Bollinger Bands measure volatility by placing trading bands around a moving average. 

Study Type: Stand-alone


These bands are charted two standard deviations away from the average, so as the average changes, the value of two standard deviations also changes. This value comprises the Bollinger Band Width, representing the expanding and contracting of the bands based on recent volatility.

Bollinger Band Width plots in a separate pane below the chart, whereas Bollinger Bands plot as an overlay to the chart.

During a period of rising price volatility, the distance between the two bands will widen (BB Width will increase). Conversely, during a period of low market volatility, the distance between the two bands will contract (BB Width will decrease).
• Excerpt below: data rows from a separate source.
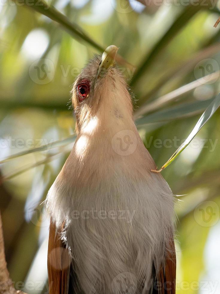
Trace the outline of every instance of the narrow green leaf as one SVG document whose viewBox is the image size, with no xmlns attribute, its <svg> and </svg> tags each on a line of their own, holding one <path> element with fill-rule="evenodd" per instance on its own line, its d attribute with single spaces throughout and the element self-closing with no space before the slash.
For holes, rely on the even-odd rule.
<svg viewBox="0 0 220 294">
<path fill-rule="evenodd" d="M 16 0 L 13 0 L 16 2 Z M 33 0 L 34 5 L 30 6 L 27 4 L 28 7 L 30 7 L 36 11 L 45 15 L 51 19 L 56 22 L 74 38 L 79 40 L 82 40 L 90 44 L 99 51 L 103 52 L 104 49 L 103 47 L 94 41 L 76 23 L 71 22 L 64 14 L 61 13 L 52 5 L 48 4 L 44 0 Z"/>
<path fill-rule="evenodd" d="M 193 130 L 188 136 L 188 138 L 178 148 L 175 152 L 172 155 L 170 158 L 163 165 L 159 170 L 151 170 L 151 171 L 156 172 L 160 172 L 164 170 L 174 161 L 175 158 L 180 154 L 189 145 L 191 141 L 220 106 L 220 94 L 214 99 L 208 108 L 204 112 L 199 119 Z"/>
<path fill-rule="evenodd" d="M 175 101 L 180 96 L 185 94 L 188 92 L 191 91 L 201 85 L 206 84 L 211 81 L 214 81 L 217 79 L 219 76 L 220 71 L 218 70 L 207 75 L 204 77 L 201 78 L 195 81 L 189 83 L 186 85 L 182 86 L 178 89 L 176 89 L 173 91 L 170 92 L 167 94 L 159 97 L 154 100 L 150 103 L 146 103 L 143 105 L 136 111 L 134 117 L 136 117 L 157 110 L 160 107 L 163 106 L 172 101 Z M 206 78 L 207 79 L 206 80 Z"/>
<path fill-rule="evenodd" d="M 201 5 L 190 5 L 184 9 L 177 18 L 166 33 L 153 47 L 149 54 L 144 58 L 132 79 L 131 85 L 133 86 L 140 77 L 143 72 L 145 71 L 151 65 L 154 59 L 164 49 L 169 43 L 184 27 L 190 19 L 200 9 Z"/>
<path fill-rule="evenodd" d="M 13 1 L 16 2 L 16 0 Z M 79 26 L 70 21 L 66 16 L 60 12 L 54 6 L 48 4 L 44 0 L 33 0 L 33 2 L 34 5 L 31 6 L 28 5 L 28 3 L 25 3 L 25 4 L 60 24 L 67 32 L 78 41 L 83 40 L 102 53 L 105 51 L 105 48 L 93 40 Z M 126 64 L 132 70 L 134 67 L 119 54 L 117 55 L 116 59 L 120 64 Z"/>
<path fill-rule="evenodd" d="M 143 126 L 156 122 L 167 122 L 184 117 L 190 117 L 201 113 L 213 101 L 213 98 L 195 101 L 169 107 L 138 118 L 137 125 Z"/>
</svg>

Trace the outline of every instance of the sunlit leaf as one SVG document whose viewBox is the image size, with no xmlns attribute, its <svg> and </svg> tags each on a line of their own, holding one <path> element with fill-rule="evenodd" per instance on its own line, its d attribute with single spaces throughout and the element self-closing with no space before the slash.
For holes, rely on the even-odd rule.
<svg viewBox="0 0 220 294">
<path fill-rule="evenodd" d="M 169 159 L 163 165 L 159 170 L 154 171 L 160 172 L 170 164 L 185 149 L 186 147 L 189 145 L 198 132 L 202 128 L 206 123 L 212 117 L 220 106 L 220 94 L 219 94 L 216 97 L 207 109 L 203 113 L 193 128 L 193 130 L 183 143 L 172 155 Z"/>
</svg>

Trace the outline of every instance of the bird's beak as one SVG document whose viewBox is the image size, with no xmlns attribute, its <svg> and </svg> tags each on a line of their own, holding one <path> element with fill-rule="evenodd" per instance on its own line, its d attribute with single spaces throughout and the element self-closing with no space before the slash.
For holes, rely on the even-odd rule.
<svg viewBox="0 0 220 294">
<path fill-rule="evenodd" d="M 119 48 L 114 45 L 111 45 L 105 50 L 102 56 L 97 74 L 97 77 L 103 76 L 108 70 L 115 66 L 115 58 Z"/>
</svg>

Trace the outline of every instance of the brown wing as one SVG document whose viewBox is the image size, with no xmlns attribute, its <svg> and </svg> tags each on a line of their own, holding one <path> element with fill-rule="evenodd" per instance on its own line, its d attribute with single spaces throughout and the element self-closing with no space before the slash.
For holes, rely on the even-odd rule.
<svg viewBox="0 0 220 294">
<path fill-rule="evenodd" d="M 68 250 L 60 240 L 60 233 L 51 221 L 49 235 L 47 268 L 50 294 L 68 294 L 70 259 Z"/>
<path fill-rule="evenodd" d="M 173 239 L 170 242 L 165 266 L 161 267 L 154 283 L 152 294 L 175 294 L 176 253 Z"/>
</svg>

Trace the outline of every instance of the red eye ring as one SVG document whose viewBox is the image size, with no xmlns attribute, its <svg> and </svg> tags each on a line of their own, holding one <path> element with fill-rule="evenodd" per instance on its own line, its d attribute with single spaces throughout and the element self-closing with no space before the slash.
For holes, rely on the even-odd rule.
<svg viewBox="0 0 220 294">
<path fill-rule="evenodd" d="M 89 83 L 86 80 L 82 81 L 78 85 L 77 94 L 79 100 L 80 102 L 81 102 L 88 97 L 89 92 Z"/>
</svg>

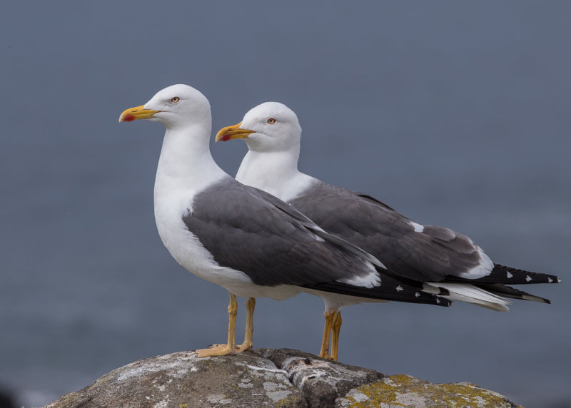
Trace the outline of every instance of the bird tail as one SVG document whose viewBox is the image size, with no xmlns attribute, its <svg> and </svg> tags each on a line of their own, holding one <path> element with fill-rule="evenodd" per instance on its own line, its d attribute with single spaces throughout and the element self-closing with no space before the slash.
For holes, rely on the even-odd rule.
<svg viewBox="0 0 571 408">
<path fill-rule="evenodd" d="M 473 303 L 477 306 L 498 312 L 507 312 L 510 310 L 507 305 L 511 302 L 509 300 L 473 285 L 428 282 L 425 283 L 423 290 L 428 293 L 435 294 L 440 292 L 443 288 L 450 292 L 449 295 L 445 295 L 444 297 L 451 300 L 460 300 L 460 302 Z"/>
</svg>

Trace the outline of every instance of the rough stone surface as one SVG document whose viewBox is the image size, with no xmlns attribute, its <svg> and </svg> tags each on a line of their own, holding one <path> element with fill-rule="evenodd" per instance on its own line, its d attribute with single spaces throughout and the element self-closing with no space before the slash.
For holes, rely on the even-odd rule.
<svg viewBox="0 0 571 408">
<path fill-rule="evenodd" d="M 251 353 L 198 358 L 176 352 L 118 368 L 49 408 L 307 407 L 287 373 Z"/>
<path fill-rule="evenodd" d="M 338 398 L 334 407 L 517 408 L 520 406 L 503 395 L 469 382 L 431 384 L 399 374 L 353 388 L 344 397 Z"/>
<path fill-rule="evenodd" d="M 373 369 L 334 362 L 297 350 L 256 351 L 288 372 L 290 381 L 303 392 L 312 408 L 333 407 L 338 396 L 352 388 L 385 377 Z"/>
<path fill-rule="evenodd" d="M 118 368 L 48 408 L 380 407 L 516 407 L 473 384 L 430 384 L 405 374 L 287 349 L 198 358 L 176 352 Z"/>
</svg>

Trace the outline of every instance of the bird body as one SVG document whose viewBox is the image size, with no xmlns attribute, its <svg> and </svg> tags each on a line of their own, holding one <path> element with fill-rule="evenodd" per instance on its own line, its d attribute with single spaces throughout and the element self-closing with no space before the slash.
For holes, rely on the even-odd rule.
<svg viewBox="0 0 571 408">
<path fill-rule="evenodd" d="M 510 297 L 548 302 L 505 284 L 557 282 L 557 277 L 495 264 L 465 235 L 415 223 L 373 197 L 300 172 L 300 137 L 295 113 L 266 102 L 221 130 L 216 140 L 247 143 L 238 180 L 287 201 L 324 230 L 373 254 L 392 276 L 423 282 L 426 291 L 444 288 L 450 299 L 496 310 L 507 310 Z"/>
<path fill-rule="evenodd" d="M 160 121 L 166 128 L 154 189 L 163 243 L 186 269 L 230 293 L 228 341 L 198 350 L 199 355 L 251 348 L 255 297 L 332 292 L 353 302 L 450 305 L 423 292 L 418 282 L 384 275 L 384 266 L 373 255 L 227 175 L 210 153 L 210 104 L 193 88 L 166 88 L 144 106 L 125 111 L 119 121 L 136 119 Z M 236 295 L 248 298 L 246 339 L 238 348 Z"/>
</svg>

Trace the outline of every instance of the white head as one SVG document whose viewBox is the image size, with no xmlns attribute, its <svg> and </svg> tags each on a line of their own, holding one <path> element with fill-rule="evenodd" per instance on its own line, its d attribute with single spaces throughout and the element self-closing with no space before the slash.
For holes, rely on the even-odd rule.
<svg viewBox="0 0 571 408">
<path fill-rule="evenodd" d="M 144 105 L 127 109 L 119 116 L 119 122 L 137 119 L 158 121 L 167 129 L 196 123 L 209 126 L 212 120 L 206 97 L 192 86 L 182 84 L 159 91 Z"/>
<path fill-rule="evenodd" d="M 301 127 L 295 113 L 283 103 L 265 102 L 252 108 L 242 121 L 221 129 L 216 141 L 243 138 L 251 151 L 299 151 Z"/>
</svg>

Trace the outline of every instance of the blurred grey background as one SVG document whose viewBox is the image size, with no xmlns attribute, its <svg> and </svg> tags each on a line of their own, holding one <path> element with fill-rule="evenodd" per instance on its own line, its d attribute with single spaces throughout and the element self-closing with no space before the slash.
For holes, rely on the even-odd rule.
<svg viewBox="0 0 571 408">
<path fill-rule="evenodd" d="M 214 132 L 285 103 L 302 170 L 563 278 L 530 288 L 552 305 L 507 313 L 348 308 L 341 362 L 571 407 L 570 21 L 563 1 L 4 2 L 0 387 L 43 405 L 226 338 L 227 293 L 156 230 L 163 128 L 117 123 L 183 83 L 209 98 Z M 246 151 L 212 146 L 232 175 Z M 254 345 L 317 352 L 322 313 L 308 295 L 259 300 Z"/>
</svg>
There is a tendency for bands to alternate between expansion and contraction. When the bands are unusually far apart, that is often a sign that the current trend may be ending. When the distance between the two bands has narrowed too far, that is often a sign that a market may be about to initiate a new trend.


  • Period: (20) - the number of bars, or period, used to calculate the study. John Bollinger, the creator of this study, states that those periods of less than ten days do not seem to work well for Bollinger Bands. He says that the optimal period for most applications is 20 or 21 days.
  • Deviations: (2) - or Band Width (the half-width of the band in terms of multiples of standard deviation).